Should college athletes be paid?
The hullabaloo surrounding this issue has diminished now that the college basketball and football seasons are on hiatus. But University of Chicago economics senior lecturer Allen Sanderson stated his opinion on the matter very clearly during his presentation at the Humphrey Forum on April 21, 2016: pay college athletes.
A former advisor on the City of Boston’s bid for the 2024 summer Olympics (they shouldn’t) and to the City of St. Louis in retaining the Rams professional football team ($1 billion for a new stadium but don’t expect the Rams to stay—they didn’t), Sanderson unsurprisingly presented a slew of economic statistics which showed the enormous amount of money made in college sports commonly referred to as “amateur athletics.” As a result of this “uniquely American phenomenon,” the highest paid public employee in 47 of 50 U.S. states is either a basketball or football coach. Thirty years ago CBS TV paid 12 million in inflation-adjusted dollars to televise the NCAA Basketball Tournament; their new contract calls for the network paying the NCAA $1 billion a year.
In light of these vast sums, it’s no surprise that former collegiate performers like Cain Colter and Ed O’Bannon challenged their role (and incomes) as “student athletes.” Nor should it shock anyone that prominent anti-trust lawyer Jeffrey Kessler has instituted a class action lawsuit against the NCAA on the price-fixing of wages and incidental expenses by members’ athletic departments.
What is startling is that the system still exists despite only 20 of these NCAA member athletic programs actually turning a profit from football or basketball.

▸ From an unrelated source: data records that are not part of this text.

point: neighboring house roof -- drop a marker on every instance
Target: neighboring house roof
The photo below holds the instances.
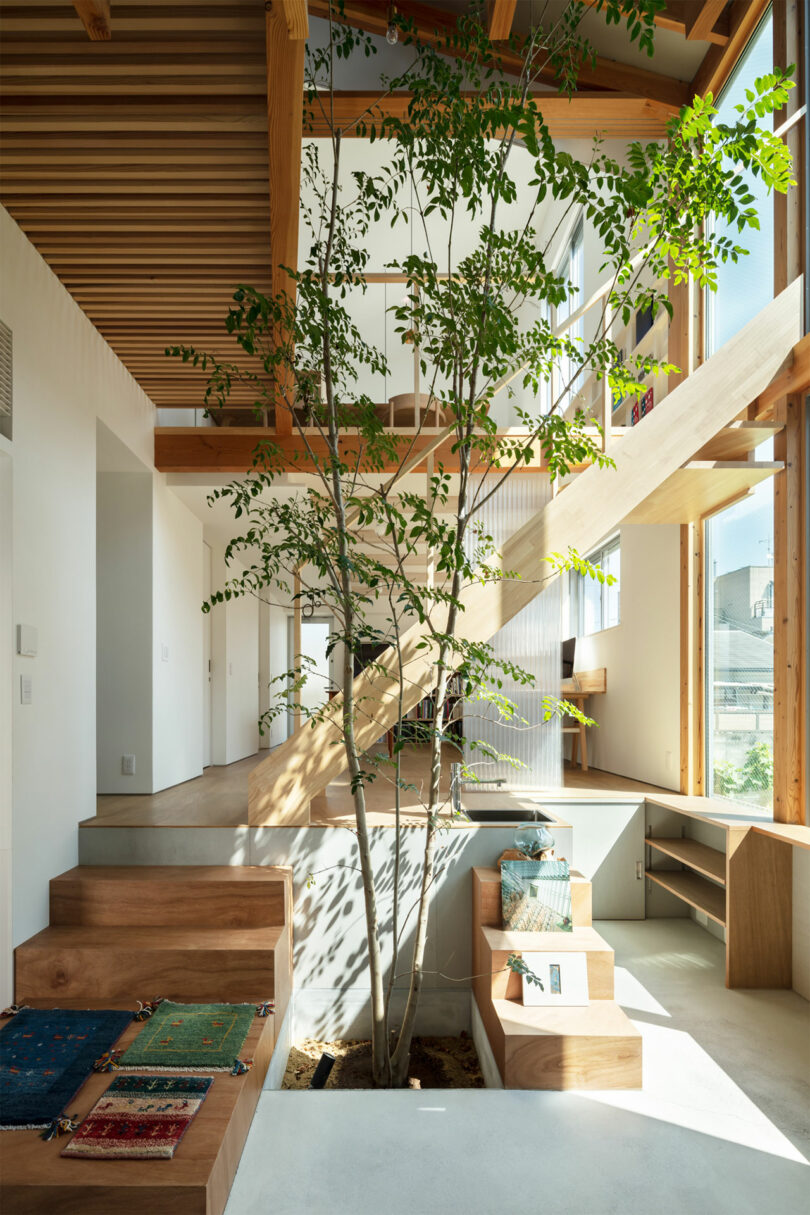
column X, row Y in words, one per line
column 737, row 650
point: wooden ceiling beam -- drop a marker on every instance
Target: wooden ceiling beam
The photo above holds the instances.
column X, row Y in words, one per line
column 95, row 18
column 675, row 13
column 720, row 61
column 500, row 15
column 700, row 18
column 584, row 114
column 434, row 26
column 285, row 57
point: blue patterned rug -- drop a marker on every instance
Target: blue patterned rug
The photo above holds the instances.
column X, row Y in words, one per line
column 45, row 1057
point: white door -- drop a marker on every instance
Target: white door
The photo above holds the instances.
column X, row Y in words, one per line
column 207, row 659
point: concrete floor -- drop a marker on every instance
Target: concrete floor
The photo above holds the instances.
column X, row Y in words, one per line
column 721, row 1124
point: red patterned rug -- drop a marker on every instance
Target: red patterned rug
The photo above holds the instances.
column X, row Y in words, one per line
column 140, row 1117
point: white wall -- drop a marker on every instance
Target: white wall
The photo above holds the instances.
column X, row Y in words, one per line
column 124, row 631
column 639, row 716
column 177, row 640
column 6, row 631
column 234, row 667
column 66, row 378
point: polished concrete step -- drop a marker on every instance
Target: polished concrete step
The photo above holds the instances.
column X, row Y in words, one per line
column 196, row 896
column 125, row 962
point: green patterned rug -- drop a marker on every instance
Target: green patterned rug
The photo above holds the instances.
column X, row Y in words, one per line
column 191, row 1037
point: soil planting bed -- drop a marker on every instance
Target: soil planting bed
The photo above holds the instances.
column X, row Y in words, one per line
column 435, row 1063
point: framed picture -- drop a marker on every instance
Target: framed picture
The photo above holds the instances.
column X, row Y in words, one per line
column 536, row 896
column 562, row 979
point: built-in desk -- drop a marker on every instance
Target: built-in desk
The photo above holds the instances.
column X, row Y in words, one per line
column 577, row 689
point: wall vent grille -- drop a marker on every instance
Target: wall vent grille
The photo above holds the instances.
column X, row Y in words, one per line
column 5, row 371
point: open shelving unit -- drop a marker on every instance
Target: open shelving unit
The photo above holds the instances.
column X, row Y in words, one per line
column 745, row 886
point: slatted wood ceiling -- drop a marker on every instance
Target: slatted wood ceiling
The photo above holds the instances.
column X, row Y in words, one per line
column 139, row 168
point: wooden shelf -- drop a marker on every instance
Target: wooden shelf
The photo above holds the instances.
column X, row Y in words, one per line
column 703, row 896
column 709, row 862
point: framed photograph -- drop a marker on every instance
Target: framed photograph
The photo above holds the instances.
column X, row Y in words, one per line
column 562, row 979
column 536, row 896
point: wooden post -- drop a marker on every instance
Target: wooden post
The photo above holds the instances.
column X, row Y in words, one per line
column 296, row 640
column 691, row 659
column 789, row 558
column 284, row 128
column 788, row 227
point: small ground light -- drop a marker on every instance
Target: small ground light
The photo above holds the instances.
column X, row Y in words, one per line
column 321, row 1073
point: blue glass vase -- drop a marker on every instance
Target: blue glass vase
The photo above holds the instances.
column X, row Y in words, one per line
column 533, row 838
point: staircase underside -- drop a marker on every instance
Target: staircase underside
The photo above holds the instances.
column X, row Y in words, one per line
column 594, row 504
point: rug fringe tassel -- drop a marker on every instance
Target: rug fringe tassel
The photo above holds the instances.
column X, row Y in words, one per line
column 146, row 1010
column 107, row 1062
column 62, row 1125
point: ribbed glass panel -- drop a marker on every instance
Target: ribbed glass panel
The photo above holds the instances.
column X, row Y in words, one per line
column 532, row 642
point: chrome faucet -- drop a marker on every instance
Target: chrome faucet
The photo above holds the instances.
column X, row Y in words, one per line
column 456, row 787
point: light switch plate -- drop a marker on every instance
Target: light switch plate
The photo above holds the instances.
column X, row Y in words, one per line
column 27, row 640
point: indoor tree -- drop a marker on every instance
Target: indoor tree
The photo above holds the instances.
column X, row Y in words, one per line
column 480, row 300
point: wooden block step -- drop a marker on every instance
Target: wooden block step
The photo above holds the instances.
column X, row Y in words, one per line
column 35, row 1180
column 595, row 1046
column 196, row 896
column 125, row 964
column 497, row 945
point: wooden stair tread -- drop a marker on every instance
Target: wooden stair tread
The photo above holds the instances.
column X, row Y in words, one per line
column 183, row 874
column 599, row 1018
column 577, row 941
column 67, row 936
column 700, row 893
column 37, row 1180
column 709, row 862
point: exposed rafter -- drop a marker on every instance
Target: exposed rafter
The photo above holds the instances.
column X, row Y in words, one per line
column 719, row 62
column 435, row 26
column 95, row 18
column 615, row 114
column 285, row 58
column 674, row 17
column 500, row 15
column 701, row 18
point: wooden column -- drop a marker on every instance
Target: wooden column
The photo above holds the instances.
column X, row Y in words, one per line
column 681, row 329
column 789, row 643
column 788, row 209
column 285, row 54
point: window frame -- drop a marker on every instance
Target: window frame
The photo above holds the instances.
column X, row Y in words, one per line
column 577, row 582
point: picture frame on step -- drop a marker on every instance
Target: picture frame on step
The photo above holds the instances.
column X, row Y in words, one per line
column 555, row 978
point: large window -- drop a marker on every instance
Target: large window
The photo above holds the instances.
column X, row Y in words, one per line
column 747, row 286
column 740, row 650
column 595, row 605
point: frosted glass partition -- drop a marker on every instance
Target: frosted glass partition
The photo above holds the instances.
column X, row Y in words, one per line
column 532, row 642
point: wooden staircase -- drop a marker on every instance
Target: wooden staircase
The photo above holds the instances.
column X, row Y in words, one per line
column 122, row 934
column 188, row 933
column 594, row 1046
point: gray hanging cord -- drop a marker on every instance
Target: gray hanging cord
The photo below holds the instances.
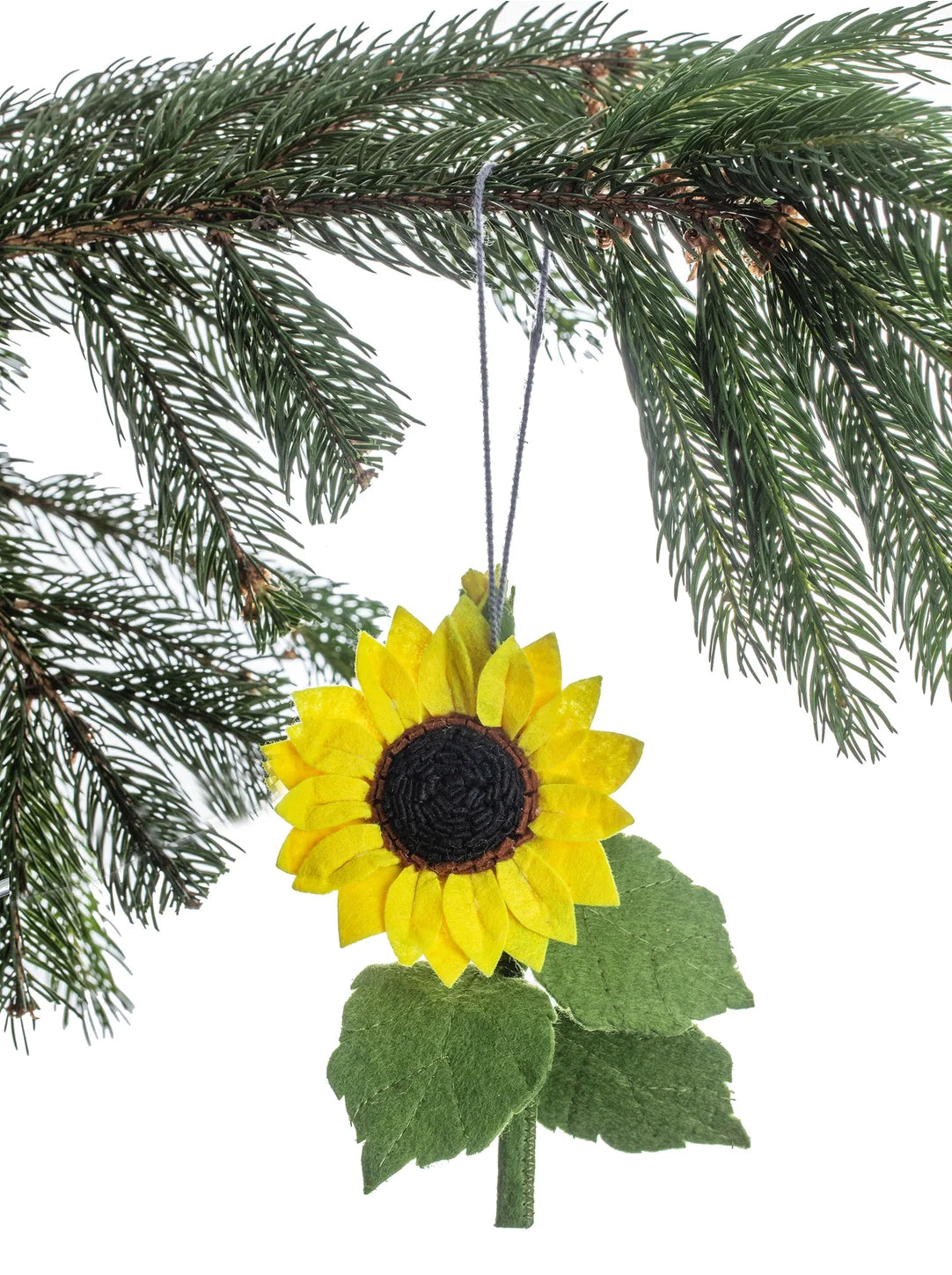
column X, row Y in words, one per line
column 478, row 194
column 497, row 594
column 534, row 342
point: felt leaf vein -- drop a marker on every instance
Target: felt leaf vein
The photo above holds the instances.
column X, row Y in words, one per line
column 640, row 1093
column 441, row 1070
column 654, row 964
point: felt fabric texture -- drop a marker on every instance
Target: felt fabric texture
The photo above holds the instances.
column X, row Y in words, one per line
column 414, row 913
column 600, row 760
column 333, row 704
column 296, row 848
column 658, row 962
column 326, row 801
column 451, row 909
column 537, row 895
column 446, row 682
column 506, row 689
column 335, row 747
column 477, row 917
column 546, row 663
column 640, row 1093
column 585, row 869
column 284, row 764
column 406, row 641
column 361, row 905
column 473, row 629
column 525, row 945
column 389, row 692
column 427, row 1073
column 446, row 957
column 571, row 814
column 556, row 726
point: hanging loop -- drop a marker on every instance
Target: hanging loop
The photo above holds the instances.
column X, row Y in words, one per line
column 497, row 590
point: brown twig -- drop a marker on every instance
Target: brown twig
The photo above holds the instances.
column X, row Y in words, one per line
column 223, row 213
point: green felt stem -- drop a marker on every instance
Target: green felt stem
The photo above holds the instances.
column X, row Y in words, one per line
column 515, row 1184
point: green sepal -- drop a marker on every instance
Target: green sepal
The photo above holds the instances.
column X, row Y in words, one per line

Why? Call it behavioral economics or public choice theory, the reason is a few connected individuals and special interests have a lot of skin in these particular games. Under the current set-up schools like Rutgers which already redistributes $47 million from its general fund to its athletic department would likely have to stop subsidizing all its athletic programs from student fees and tuition. If college athletes in major sports became paid employees, Sanderson predicts the first people to be affected would be athletic administrators, coaches, and their assistants in those particular sports—they’d lose their jobs.
Solutions such as redistributing revenue or increasing athletes’ stipends for certain items are not feasible in Sanderson’s opinion. The current system succeeds because the marginalization and exploitation of athletes, primarily people of color in football and basketball, generates enough revenue to support athletes performing in non-revenue producing sports of college athletic departments, participants who are primarily white and middle-class. In Sanderson’s view, this is “a different kind of exploitation,” a “reverse [form of] Robin Hood and we shouldn’t be happy about it.”
Whether one agrees with what moderator Doug Hartman termed a “hidden form of affirmative action for white kids,” such a structure probably will not survive scrutiny in judicial court or in the court of public opinion. Efforts like those of Kessler and others foreshadow the doom of collegiate athletics as it exists today. In order for collegiate athletics to be truly equitable for its participants, Sanderson wants those people with the most skin in the games, namely college administrators and coaches, “to be more honest about what’s going on.”